Source, been fixing computers for living since 1995

Anonymous 0 Comments

There are already allot of great answers. I just wanted to add that I noticed you specified Windows machines. I have 15 years in IT, and I can tell you that macs are not exempt from age or high mileage either.

The reason macs seem to age better is that you can’t buy a cheap mac. Apple starts their machines at a higher pricing point. A ton of very cheap Windows machines will muddy the water. However, spend the same price on a Windows machine and you can actually get better performance in some cases as you can get higher components for the dollar if you’re not paying for the name and aluminum chassis.

Anonymous 0 Comments

These days it doesn’t. There is a degree of newer software being written for newer and faster processors, but these days the range of processing power varies a ton and simply browsing the web should not be slow. I’ve had my currently laptop for 2 years, my wife has had hers for about 5, neither are any slower than when we bought them. If your computer is getting slower as time goes on you need to ensure defender is turned on and that you aren’t running dodgy programs or accidentally installed adware. Might be worth checking task manager to see what’s chewing up CPU cycles if that’s the issue.

Hard drives can degrade but if you have an SSD it’s unlikely the case, and I would be surprised if a 5 year old computer is running spinners aside from mass secondary storage.

The answers about things like circuits getting hot and degrading is wrong. I burn the hell out of my laptops, especially my work laptop (like I would be shocked if I didn’t peak 90C daily) because it’s unavoidable and a macbook is just what they offer. If heat is damaging components you will start to see things like sporadic crashes, or it simply won’t turn on. It would take some really odd circumstances for heat damage to cause slowdowns. Computers typically will throttle the CPU when it gets hot to prevent damage, but that would be true from day 1. If anyone wants proof of this my 2011 sandy bridge CPU was only recently retired and replaced, has chugged along the same for almost a decade, and it’s gotten some heavy stress put on it from gaming to running as a pretty active hypervisor.

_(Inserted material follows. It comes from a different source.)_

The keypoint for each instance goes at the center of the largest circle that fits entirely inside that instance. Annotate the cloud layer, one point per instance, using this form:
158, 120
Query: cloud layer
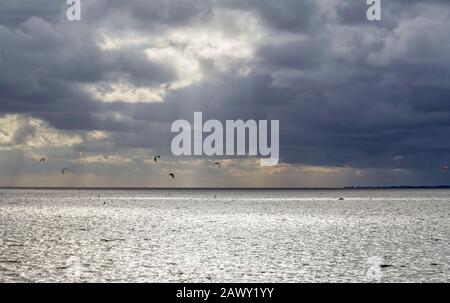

Slowdowns these days are almost exclusively related to the software, usually poorly written or malicious software.

Anonymous 0 Comments

It Windows. It’s core design is incapable of changing due to a need to maintain backwards compatibility with software written 20 or 30 years back. It can’t even do no brainer stuff like delete the contents of temp file folders on bootup… no instead you have to run disk cleanup to do that manually. Probably because some shitty developer of some shitty enterprise app decided to treat a temp folder like a storage location for permanent program data.

I have run a lot of OSes over the years and Windows on the desktop is the only one that needs a fresh reinstall every few years. Windows on the server doesnt suffer from the same downside in my experience, presumably because most of the cruft accumulation is the result of adding / deleting software packages and the way competent admins operate a server precludes a lot of that kind of thing.

Anonymous 0 Comments

Believe it or not Macs can get slow as they age and sometimes it helps to reinstall Mac OS on it to freshen it up.

Windows has a nifty “reset” function to reset everything to the default state and get rid of the bloatware and unnecessary software.